Guggenheim Museum, Bilbao

Contemporary architecture

And Spain’s most avant-garde monuments never fail to surprise. These are buildings, constructions, and architectural spaces designed by prestigious architects who combine aesthetics with functionality. There are museums and cultural centres such as the Guggenheim Museum in Bilbao (Frank Gehry), the City of Arts and Sciences in Valencia (Santiago Calatrava), the MUSAC in León (Tuñón & Mansilla), the Centro Botín (Renzo Piano), the Centro Niemeyer (Óscar Niemeyer), and the extensions to the Prado Museum (Rafael Moneo) or the Reina Sofía Museum (Jean Nouvel), to name a but a few. Also noteworthy are auditoriums and venues such as the Palau de Sant Jordi (Arata Isozaki) or the Kursaal (Rafael Moneo); wineries such as the Marqués de Riscal complex (Frank Gehry) or Bodegas Ysios (Santiago Calatrava); and public spaces such as the Metropol Parasol (locally known as the "Mushrooms" of Seville), and Terminal 4 at the Madrid-Barajas Adolfo Suárez airport. The list of places waiting to be discovered is a long one, but to give you a few ideas:- Designer wineries- Bilbao Art District- Examples of contemporary architecture in Green Spain- Discover the most modern face of inland Spain- Four art centres with cutting-edge architecture in Andalusia- A tour of the most futuristic buildings on Spain’s Mediterranean coast 

Centro Botín, Santander

Cultural routes

Of all the many cultural routes in Spain, there is one that really stands out, and that has its own name: the Way of St James. The oldest pilgrim route in Europe, year after year it continues to attract thousands of travellers from all over the world, and has been awarded World Heritage status by UNESCO. Another great cultural route is the Vía de la Plata (the Silver Route) which runs from north to south, following the old Roman road of the same name. And then there are the Legado Andalusí routes, which reveal the impressive legacy of al-Andalus. Together with those mentioned, there are many other routes that offer great opportunities to discover Spain’s historical and cultural riches. A very varied list that also includes some twenty Council of Europe cultural routes. Here you can discover some of Spain’s most popular tourist routes.
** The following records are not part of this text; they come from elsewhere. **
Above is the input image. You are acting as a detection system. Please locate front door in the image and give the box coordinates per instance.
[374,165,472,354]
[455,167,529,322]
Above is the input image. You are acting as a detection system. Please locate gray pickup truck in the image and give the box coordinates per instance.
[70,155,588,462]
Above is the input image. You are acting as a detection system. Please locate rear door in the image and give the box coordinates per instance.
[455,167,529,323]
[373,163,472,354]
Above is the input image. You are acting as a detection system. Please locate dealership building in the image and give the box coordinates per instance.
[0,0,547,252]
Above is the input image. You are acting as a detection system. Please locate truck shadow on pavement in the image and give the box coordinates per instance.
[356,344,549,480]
Festivals, celebrations, and traditions

In a country like Spain, the calendar of events is another example of cultural wealth. Throughout the year there are a whole host of important music, film, theatre, literature, dance and performing arts festivals of all kinds and genres. In the major cities you’ll also find big exhibitions, musical shows, and all sorts of special cultural events. Without forgetting the multitude of festivals, fairs, and popular celebrations that take place all over the country. Some have become internationally famous, as is the case of Las Fallas and Holy Week, and some have even been awarded Intangible World Heritage status by UNESCO.

Holy Week in Seville

Artists and famous names

Throughout history many Spaniards have left their distinctive mark in different artistic and cultural fields (Murillo, Zurbarán, Miró, Sorolla, Maruja Mallo, Cervantes, Lorca, Falla, Buñuel, Balenciaga, Ramón y Cajal, and many more). And today there are many who are still continuing to do so. Antonio López, Miquel Barceló, Paco de Lucía, Camarón de la Isla, Montserrat Caballé, Pedro Almodóvar, Blanca Li, Manuel Pertegaz, Severo Ochoa, Margarita Salas and Ana María Matute are just a few names on the long list of women and men who are dedicated to literature, painting, music, film, fashion, dance, science, and all kinds of art whose prestige and renown transcend frontiers.